A trace metal perspective on the evolution of Antarctic Circumpolar Deep Water chemistry

Abstract

A new benthic foraminiferal Ba/Ca and Cd/Ca data set from core RC13‐229 in the deep Cape Basin indicates only small variations in bottom water nutrient concentrations in Circumpolar Deep Water (CPDW) over the last 450 kyr. Variability in the Ba record is characterized by somewhat higher values during glacial periods, consistent with a reduction in the flux of Ba‐depleted North Atlantic Deep Water to the Southern Ocean during glacial periods. The small changes in the Ba and Cd records contrast with the large and systematic increase in CPDW nutrients during glacial periods implied by the benthic δ¹³C record.
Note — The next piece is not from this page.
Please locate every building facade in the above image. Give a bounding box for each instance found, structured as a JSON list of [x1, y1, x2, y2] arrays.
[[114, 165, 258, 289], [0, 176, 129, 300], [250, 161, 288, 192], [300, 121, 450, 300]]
This discrepancy, essentially an extension of the well‐known Southern Ocean Cd‐δ¹³C conflict, is evaluated by transforming RC13‐229 paleochemical data into carbonate parameters using the modern oceanic relationships between δ¹³C, Cd, and ΣCO₂ and between Ba and alkalinity. Calculations using Cd/Ca to estimate past variations in CPDW ΣCO₂ and Ba/Ca to estimate past variations in CPDW alkalinity yield carbonate ion concentrations that exceed calcite saturation throughout the record length, with generally higher carbonate ion values associated with glacial intervals (opposite in sense to the RC13‐229 %CaCO₃ record). Substituting δ¹³C to estimate ΣCO₂ leads to extreme calcite undersaturation at this site during glacial periods, clearly inconsistent with the preservation of calcite throughout the length of RC13‐229. Accepting the carbon isotope record as a direct measure of past variations in CPDW ΣCO₂ concentrations requires that both the Cd and Ba evidence for limited nutrient and alkalinity changes be disregarded.